Questo il principio di diritto riaffermato con ordinanza n. 1567 del 26 gennaio 2021 dalla Sezione Quinta Civile della Corte di Cassazione (Pres. Sorrentino, Rel. Pandolfi) in merito ad una controversia sorta tra l’Agenzia delle Entrate ed una società a responsabilità limitata attiva nel settore delle costruzioni di ingegneria pesante e civile.
La vicenda trae origine dalla notifica alla società contribuente con cui l’Amministrazione Finanziaria recuperava a tassazione maggior IVA e disconosceva perdite ai fini IRPEF per l’anno 2002. La società eccependo l’irregolarità della sottoscrizione opponeva l’atto impositivo alla CTP di Palermo, che accoglieva il ricorso; il successivo appello dell’Ufficio veniva rigettato dal Giudice regionale che confermava quanto deciso nel primo grado del giudizio. Da qui il ricorso per Cassazione con il quale l’Agenzia sosteneva che l’avviso di accertamento fosse stato regolarmente sottoscritto dal funzionario “facente funzioni” che al momento della sottoscrizione fungeva a tutti gli effetti da direttore (in quanto il titolare era in ferie) e non da mero delegato.
La Corte, pur riconoscendo l’impostazione seguita dall’Ufficio, non ha mancato di evidenziare come, tuttavia, il fatto che il funzionario facente funzioni (in temporanea assenza del titolare in ferie) sia comunque un soggetto diverso dal titolare in carica configuri una condizione vicaria che presuppone l’adozione di un provvedimento tale da disciplinare quanto a causale, durata e possesso in capo al facente funzioni la necessaria qualifica funzionale per adottare, nel periodo, tutti gli atti dell’Ufficio.
I giudici di Legittimità, respinto il ricorso, hanno ricordato come “l’avviso di accertamento è valido ove sia sottoscritto dal ‘reggente’ ossia dal soggetto chiamato, ai sensi dell’art. 20, comma 1, lett. a) e b), del d.P.R. n. 266 del 1987, a sostituire, temporaneamente, il dirigente assente per cause improvvise in tutte le funzioni svolte dallo stesso ai fini della direzione dell’Ufficio” (cfr.
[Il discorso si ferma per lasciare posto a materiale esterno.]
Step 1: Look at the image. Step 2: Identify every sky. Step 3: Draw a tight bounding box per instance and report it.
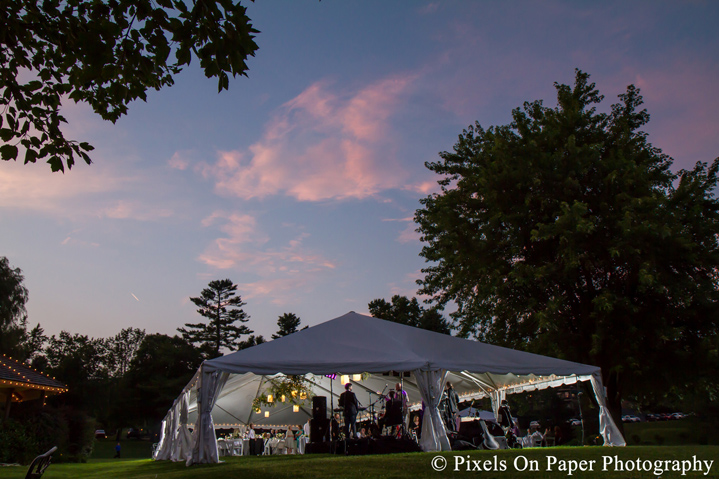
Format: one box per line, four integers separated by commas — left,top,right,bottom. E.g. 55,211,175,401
0,0,719,344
Cass. n. 28335/2018); nondimeno ciò non esime l’Ufficio dal provare in giudizio la sussistenza, in concreto, delle condizioni legittimanti a tal fine producendo in giudizio il provvedimento relativo all’incarico, onere che l’Amministrazione, nel caso di specie, non ha assolto.
A nulla è valso il richiamo alla sentenza della Corte n. 874/2009 in virtù del quale l’Ufficio sosteneva non risultare necessario comprovare in giudizio la nomina del sostituto del direttore, durante il periodo di ferie godute da quest’ultimo, stante che esso dovesse ritenersi atto interno dell’Amministrazione. Come però sottolineato dalla Corte detta sentenza disciplina piuttosto la capacità a stare in giudizio dell’Amministrazione e non la validità dell’atto impositivo in ragione della legittimità del funzionario a sottoscriverlo, derivante, non dalla sola appartenenza all’Amministrazione, ma dal possesso del potere di firma, diretto o delegato ex art. 42, del d.P.R. n.600, del 1973.